One of the best defenses against threats an organization can have is a well-educated workforce. A culture of cybersecurity is a collective goal to be fostered over time between you and your employees. A positive of small businesses is that the smaller workforce makes it much easier. A culture of cybersecurity should be a cordial environment where digital safety and technical best practices are in place across the workplace. Employees should feel free to share their experiences with technology and ask questions about how they should conduct themselves online. In my experience, many employees feel embarrassed about their perceived lack of technical knowledge and avoid asking questions.
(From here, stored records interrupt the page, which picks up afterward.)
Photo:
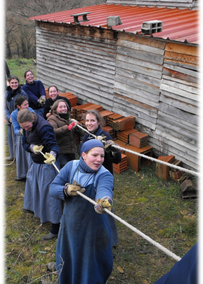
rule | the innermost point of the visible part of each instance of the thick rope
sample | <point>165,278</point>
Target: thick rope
<point>165,250</point>
<point>145,156</point>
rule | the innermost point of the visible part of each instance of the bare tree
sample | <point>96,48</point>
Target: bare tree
<point>20,31</point>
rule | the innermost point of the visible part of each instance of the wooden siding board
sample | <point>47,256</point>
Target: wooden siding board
<point>154,58</point>
<point>175,128</point>
<point>179,57</point>
<point>181,144</point>
<point>120,79</point>
<point>186,159</point>
<point>179,114</point>
<point>130,75</point>
<point>140,63</point>
<point>182,70</point>
<point>142,40</point>
<point>180,85</point>
<point>185,83</point>
<point>179,92</point>
<point>180,105</point>
<point>135,75</point>
<point>136,95</point>
<point>138,106</point>
<point>140,47</point>
<point>184,65</point>
<point>185,125</point>
<point>147,72</point>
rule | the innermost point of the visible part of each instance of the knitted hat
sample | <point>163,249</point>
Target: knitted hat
<point>91,144</point>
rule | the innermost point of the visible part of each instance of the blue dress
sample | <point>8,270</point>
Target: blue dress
<point>9,104</point>
<point>40,175</point>
<point>84,247</point>
<point>23,158</point>
<point>184,271</point>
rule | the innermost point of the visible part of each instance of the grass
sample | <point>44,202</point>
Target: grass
<point>151,205</point>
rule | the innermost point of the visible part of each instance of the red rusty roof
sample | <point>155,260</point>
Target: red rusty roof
<point>178,24</point>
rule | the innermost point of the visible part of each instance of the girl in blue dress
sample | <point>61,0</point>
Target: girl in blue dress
<point>23,158</point>
<point>84,247</point>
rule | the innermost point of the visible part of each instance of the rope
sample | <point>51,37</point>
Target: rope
<point>165,250</point>
<point>145,156</point>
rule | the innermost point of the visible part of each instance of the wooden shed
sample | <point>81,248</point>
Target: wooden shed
<point>137,59</point>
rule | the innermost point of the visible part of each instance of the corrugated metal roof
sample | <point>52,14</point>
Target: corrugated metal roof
<point>178,24</point>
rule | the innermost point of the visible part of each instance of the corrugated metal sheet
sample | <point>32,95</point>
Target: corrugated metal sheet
<point>192,4</point>
<point>178,24</point>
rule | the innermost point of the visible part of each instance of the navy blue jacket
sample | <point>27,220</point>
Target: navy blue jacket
<point>42,133</point>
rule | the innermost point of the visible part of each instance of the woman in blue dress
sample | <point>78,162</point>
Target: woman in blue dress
<point>35,91</point>
<point>93,122</point>
<point>84,247</point>
<point>12,92</point>
<point>38,136</point>
<point>23,158</point>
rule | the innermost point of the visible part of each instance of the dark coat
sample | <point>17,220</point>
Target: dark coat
<point>65,138</point>
<point>34,91</point>
<point>42,133</point>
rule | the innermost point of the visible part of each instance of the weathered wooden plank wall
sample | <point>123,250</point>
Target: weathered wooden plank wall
<point>192,4</point>
<point>77,62</point>
<point>178,116</point>
<point>138,78</point>
<point>154,80</point>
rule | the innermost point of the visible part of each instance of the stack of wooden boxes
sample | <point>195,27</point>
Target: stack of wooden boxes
<point>121,130</point>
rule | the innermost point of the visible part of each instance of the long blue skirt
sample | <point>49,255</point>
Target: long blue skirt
<point>37,197</point>
<point>23,159</point>
<point>84,248</point>
<point>11,141</point>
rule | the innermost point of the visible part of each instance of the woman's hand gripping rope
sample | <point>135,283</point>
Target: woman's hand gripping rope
<point>162,248</point>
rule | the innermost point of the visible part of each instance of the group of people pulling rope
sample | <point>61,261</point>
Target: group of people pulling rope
<point>85,234</point>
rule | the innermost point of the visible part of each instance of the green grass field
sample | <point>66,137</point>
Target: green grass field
<point>151,205</point>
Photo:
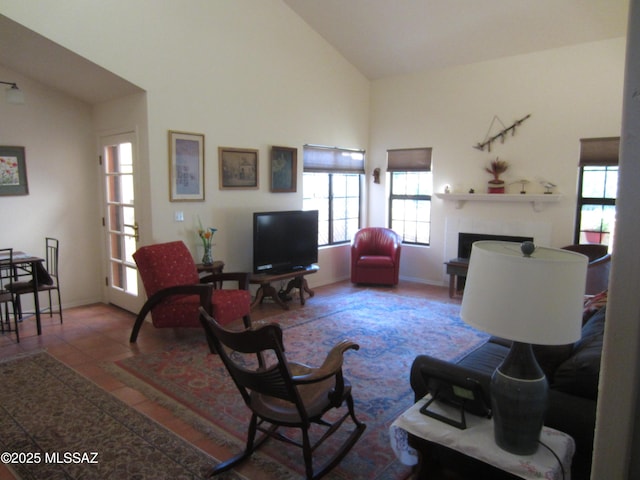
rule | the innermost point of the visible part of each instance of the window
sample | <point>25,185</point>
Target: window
<point>597,190</point>
<point>411,187</point>
<point>332,184</point>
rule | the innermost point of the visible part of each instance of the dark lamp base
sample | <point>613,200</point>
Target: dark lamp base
<point>519,393</point>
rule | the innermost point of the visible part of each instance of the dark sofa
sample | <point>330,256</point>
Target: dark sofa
<point>572,371</point>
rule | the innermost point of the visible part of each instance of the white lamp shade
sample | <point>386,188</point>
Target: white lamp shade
<point>537,299</point>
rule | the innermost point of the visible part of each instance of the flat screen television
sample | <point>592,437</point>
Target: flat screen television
<point>284,241</point>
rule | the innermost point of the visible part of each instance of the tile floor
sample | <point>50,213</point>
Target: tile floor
<point>93,334</point>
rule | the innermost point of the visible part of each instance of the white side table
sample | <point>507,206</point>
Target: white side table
<point>477,441</point>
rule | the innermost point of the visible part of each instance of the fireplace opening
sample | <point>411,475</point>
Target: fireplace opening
<point>466,240</point>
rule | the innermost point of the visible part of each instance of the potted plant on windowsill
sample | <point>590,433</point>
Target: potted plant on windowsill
<point>496,168</point>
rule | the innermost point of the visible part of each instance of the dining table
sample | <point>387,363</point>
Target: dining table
<point>26,265</point>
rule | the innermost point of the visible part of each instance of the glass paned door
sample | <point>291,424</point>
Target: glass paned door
<point>121,226</point>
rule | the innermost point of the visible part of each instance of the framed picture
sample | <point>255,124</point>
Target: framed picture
<point>13,171</point>
<point>186,166</point>
<point>284,161</point>
<point>238,168</point>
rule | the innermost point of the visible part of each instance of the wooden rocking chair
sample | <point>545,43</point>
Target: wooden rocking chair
<point>282,393</point>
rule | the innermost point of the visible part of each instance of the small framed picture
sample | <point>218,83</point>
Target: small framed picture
<point>238,168</point>
<point>186,166</point>
<point>13,171</point>
<point>284,173</point>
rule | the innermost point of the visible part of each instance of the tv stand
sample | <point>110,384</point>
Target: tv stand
<point>296,280</point>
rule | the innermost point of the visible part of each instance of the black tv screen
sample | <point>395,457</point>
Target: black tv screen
<point>284,241</point>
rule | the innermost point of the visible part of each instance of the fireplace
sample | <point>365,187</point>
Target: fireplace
<point>465,241</point>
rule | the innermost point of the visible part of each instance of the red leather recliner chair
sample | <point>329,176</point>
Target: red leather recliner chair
<point>375,256</point>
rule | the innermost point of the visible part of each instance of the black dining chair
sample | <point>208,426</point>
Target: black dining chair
<point>48,279</point>
<point>7,297</point>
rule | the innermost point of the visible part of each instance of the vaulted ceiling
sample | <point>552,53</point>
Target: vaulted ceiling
<point>394,37</point>
<point>379,37</point>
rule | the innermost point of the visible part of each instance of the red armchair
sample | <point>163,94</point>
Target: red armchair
<point>173,286</point>
<point>375,256</point>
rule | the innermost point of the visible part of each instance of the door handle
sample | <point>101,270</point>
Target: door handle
<point>136,231</point>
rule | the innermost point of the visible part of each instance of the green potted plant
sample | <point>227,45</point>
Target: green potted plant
<point>496,168</point>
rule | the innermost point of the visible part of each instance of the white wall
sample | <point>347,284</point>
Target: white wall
<point>244,73</point>
<point>57,133</point>
<point>571,93</point>
<point>617,439</point>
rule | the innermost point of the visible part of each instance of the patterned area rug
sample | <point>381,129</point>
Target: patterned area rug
<point>391,330</point>
<point>56,424</point>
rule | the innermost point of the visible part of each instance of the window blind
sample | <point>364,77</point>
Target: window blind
<point>333,159</point>
<point>599,151</point>
<point>409,160</point>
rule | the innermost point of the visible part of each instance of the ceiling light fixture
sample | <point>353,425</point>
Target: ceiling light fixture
<point>13,94</point>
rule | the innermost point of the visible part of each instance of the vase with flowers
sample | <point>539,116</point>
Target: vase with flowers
<point>496,168</point>
<point>206,234</point>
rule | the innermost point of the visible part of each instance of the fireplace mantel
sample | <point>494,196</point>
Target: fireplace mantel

A culture of cybersecurity should discourage this and instead encourage everybody to be open about their experiences with the technology provided to them.

Methods to create a culture of cybersecurity in your organization:

  • Bookmark some cybersecurity news websites on your business machines and encourage employees to stay up to date with the news in their spare time.
  • Send mass emails to your staff when a major cyber incident hits the mainstream, informing them of Indicators of Compromise (IOCs) and how to be vigilant for the specific threat.
  • Encourage employees to help each other with technical issues rather than trying to navigate them on their own.
  • Ensure your cybersecurity team members take their roles seriously and regularly attend meetings.
  • Keep cybersecurity policies up to date and posted in visible areas across the workplace to remind staff of their conditions.
  • Define a clear escalation path for employees to report suspicious behavior without fear as soon as it occurs.
  • Deploy reputable security-focused browser extensions on company devices to integrate security in online workflows (Shodan.io, Privacy Badger, Malwarebytes Browser Guard, Wappalyzer).
  • Follow up with your employees regarding incidents of interest; share incident reports and root cause analysis with them to help them improve their security skills moving forward.